Salah satu perkataan buruk atau sia-sia adalah
perkataan dusta. Ucapan dusta yang dilontarkan oleh lisan adalah jalan
pembuka bagi kedustaan-kedustaan lainnya. Karena sekali saja seseorang
berdusta, maka ia akan mengucapkan dusta-dusta yang lain untuk menutupi
dusta yang sebelumnya. Begitu seterusnya.
Padahal ucapan dusta
adalah ciri dari kemunafikan. Sementara orang yang munafik adalah orang
yang paling berbahaya dan tempat kembalinya adalah bagian paling dasar
dari neraka. Na’udzubillahi mindzalik!
Rosululloh Saw. bersabda, “Tanda-tanda orang munafik itu ada tiga. Jika berbicara ia berdusta, jika berjanji ia ingkar, jika dipercaya ia berkhianat.” (HR. Bukhori)
Ucapan
dusta ini akan semakin parah jikalau berisi tentang keburukan orang
lain. Karena perbuatan ini akan tergolong kepada fitnah. Sedangkan jika
keburukan itu memang benar adanya, maka akan termasuk kepada ghibah.

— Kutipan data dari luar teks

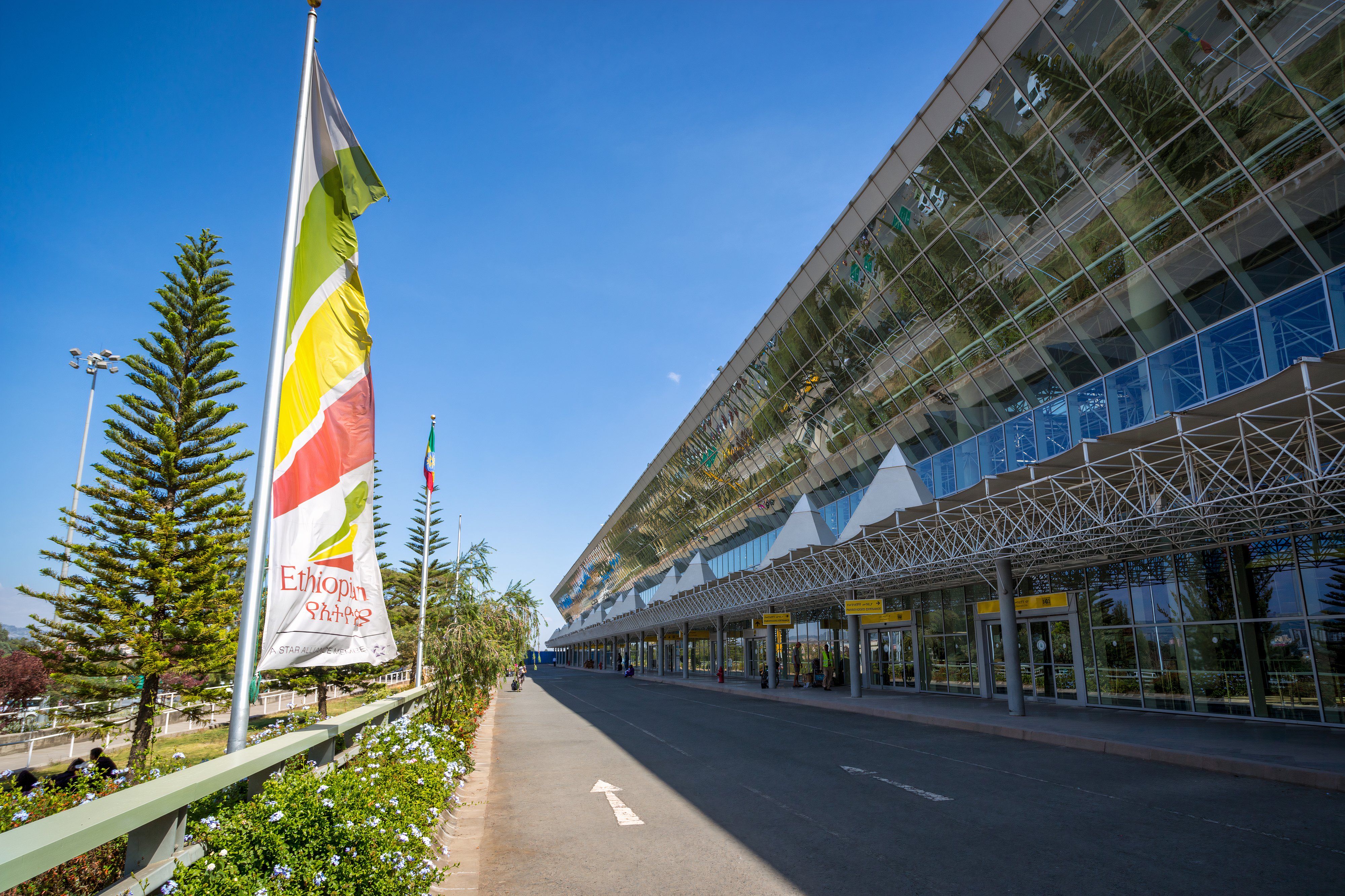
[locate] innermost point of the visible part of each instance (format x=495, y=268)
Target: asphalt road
x=747, y=797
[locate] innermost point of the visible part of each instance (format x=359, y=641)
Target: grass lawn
x=210, y=743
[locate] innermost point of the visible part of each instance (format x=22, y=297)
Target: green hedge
x=367, y=828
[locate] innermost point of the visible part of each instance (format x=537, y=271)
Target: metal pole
x=248, y=622
x=853, y=625
x=687, y=650
x=770, y=657
x=420, y=629
x=719, y=646
x=75, y=500
x=1009, y=633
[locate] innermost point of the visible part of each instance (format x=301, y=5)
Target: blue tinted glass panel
x=1336, y=288
x=968, y=467
x=1020, y=442
x=1052, y=428
x=945, y=474
x=926, y=472
x=1231, y=356
x=993, y=458
x=1175, y=374
x=1296, y=326
x=1087, y=412
x=1129, y=397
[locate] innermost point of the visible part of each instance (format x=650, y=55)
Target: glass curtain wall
x=1135, y=216
x=1256, y=630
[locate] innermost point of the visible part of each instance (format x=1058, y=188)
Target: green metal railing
x=155, y=813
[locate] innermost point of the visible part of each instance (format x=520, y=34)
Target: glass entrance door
x=755, y=656
x=892, y=661
x=1046, y=658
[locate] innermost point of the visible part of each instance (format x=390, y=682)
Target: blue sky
x=591, y=206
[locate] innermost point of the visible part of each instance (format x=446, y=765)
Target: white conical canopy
x=804, y=529
x=697, y=574
x=895, y=488
x=668, y=587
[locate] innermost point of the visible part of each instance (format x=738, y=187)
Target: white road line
x=937, y=798
x=625, y=814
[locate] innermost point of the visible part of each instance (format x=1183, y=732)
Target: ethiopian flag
x=325, y=599
x=430, y=462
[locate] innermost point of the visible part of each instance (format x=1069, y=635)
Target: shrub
x=22, y=677
x=367, y=828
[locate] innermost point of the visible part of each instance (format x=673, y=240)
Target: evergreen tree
x=418, y=537
x=155, y=587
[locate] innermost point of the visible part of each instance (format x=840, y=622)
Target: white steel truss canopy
x=1258, y=463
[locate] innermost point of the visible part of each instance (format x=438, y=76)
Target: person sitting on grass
x=64, y=779
x=103, y=762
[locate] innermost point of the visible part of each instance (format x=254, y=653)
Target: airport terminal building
x=1075, y=339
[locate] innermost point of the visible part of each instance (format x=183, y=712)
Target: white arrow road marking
x=623, y=813
x=937, y=798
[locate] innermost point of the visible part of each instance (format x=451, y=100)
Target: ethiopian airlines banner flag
x=325, y=597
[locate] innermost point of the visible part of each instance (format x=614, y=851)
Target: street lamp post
x=92, y=365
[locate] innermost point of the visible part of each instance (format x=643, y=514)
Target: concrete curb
x=463, y=828
x=1188, y=759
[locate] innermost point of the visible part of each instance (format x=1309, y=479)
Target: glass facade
x=1143, y=210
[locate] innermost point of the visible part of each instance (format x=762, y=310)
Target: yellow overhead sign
x=896, y=615
x=1031, y=602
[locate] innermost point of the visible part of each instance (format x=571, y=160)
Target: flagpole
x=248, y=622
x=420, y=630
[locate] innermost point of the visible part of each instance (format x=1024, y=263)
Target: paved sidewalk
x=1273, y=751
x=462, y=828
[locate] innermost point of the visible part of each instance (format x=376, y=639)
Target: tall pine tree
x=153, y=598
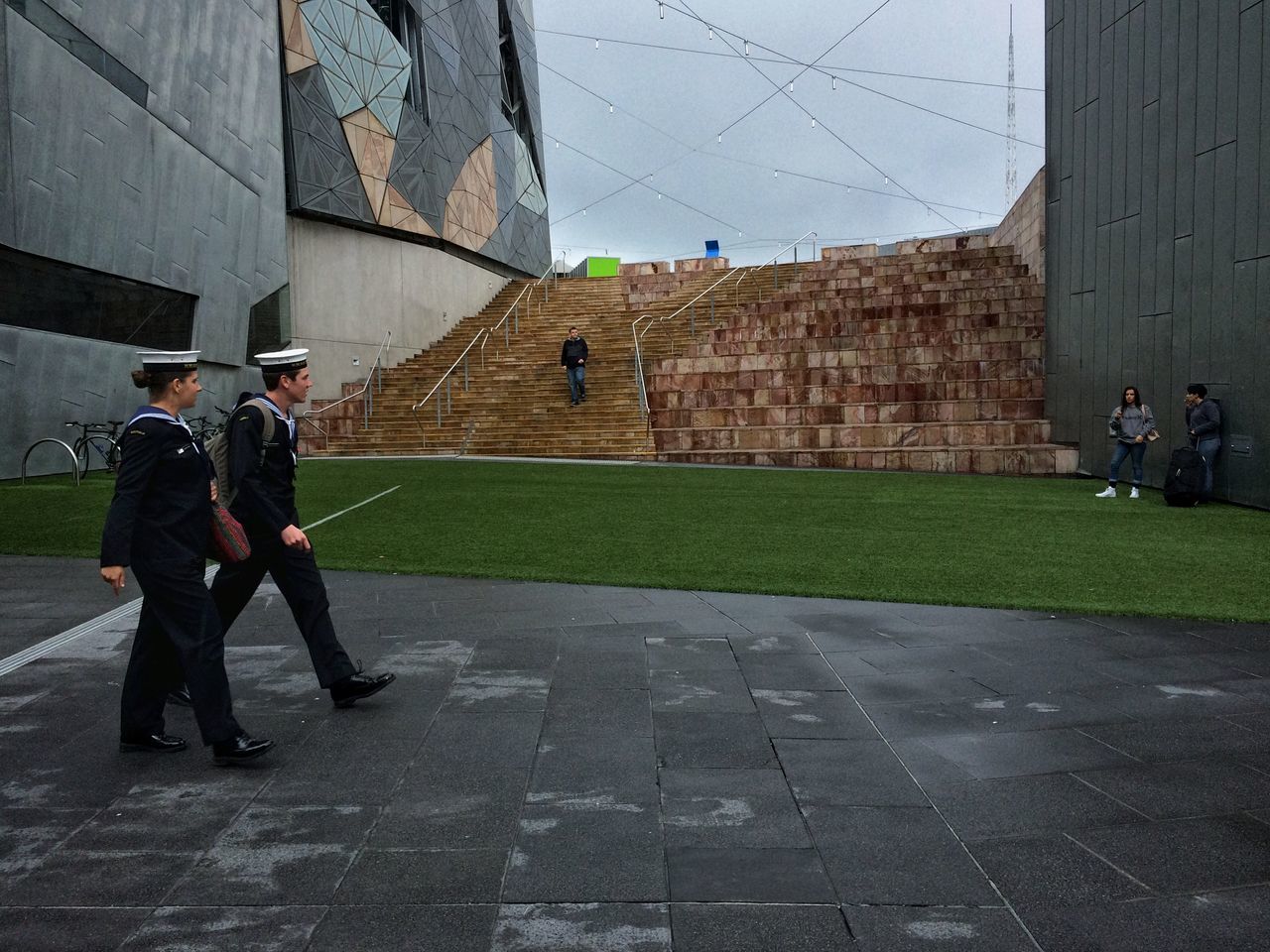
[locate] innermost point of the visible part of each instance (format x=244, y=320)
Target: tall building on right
x=1157, y=250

Keduanya sama-sama keburukan.
Pada bulan Romadhon ini marilah
untuk lebih mengendalikan lisan kita dari ucapan-ucapan dusta,
ucapan-ucapan buruk dan sia-sia yang tiada berguna. Tanpa banyak bicara
pun kita sebenarnya bisa tetap “berbicara”, yaitu dengan amal perbuatan
dan karya kita. Jikapun harus berbicara, maka pastikanlah dahulu bahwa
yang kita ucapkan hanyalah yang benar dan yang baik saja.
Alloh Swt. berfirman, “Sesungguhnya beruntunglah orang-orang yang beriman. (yaitu) orang-orang yang khusyu’ dalam sholatnya. Dan orang-orang yang menjauhkan diri dari (perbuatan dan perkataan) yang tiada berguna.” (QS. Al Mu’minun [23]: 1-3).
Semoga
kita termasuk orang-orang yang senantiasa menjaga dan mengendalikan
lisan kita, sehingga hanya berkata sesuatu yang benar dan baik saja
sesuai dengan apa yang Alloh ridhoi. Aamiin yaa Robbal ‘aalamiin.[]
Oleh: KH. Abdullah Gymnastiar ( Aa Gym )
Beliau adalah pengasuh pondok pesantren Daarut Tauhiid Bandung – Jakarta.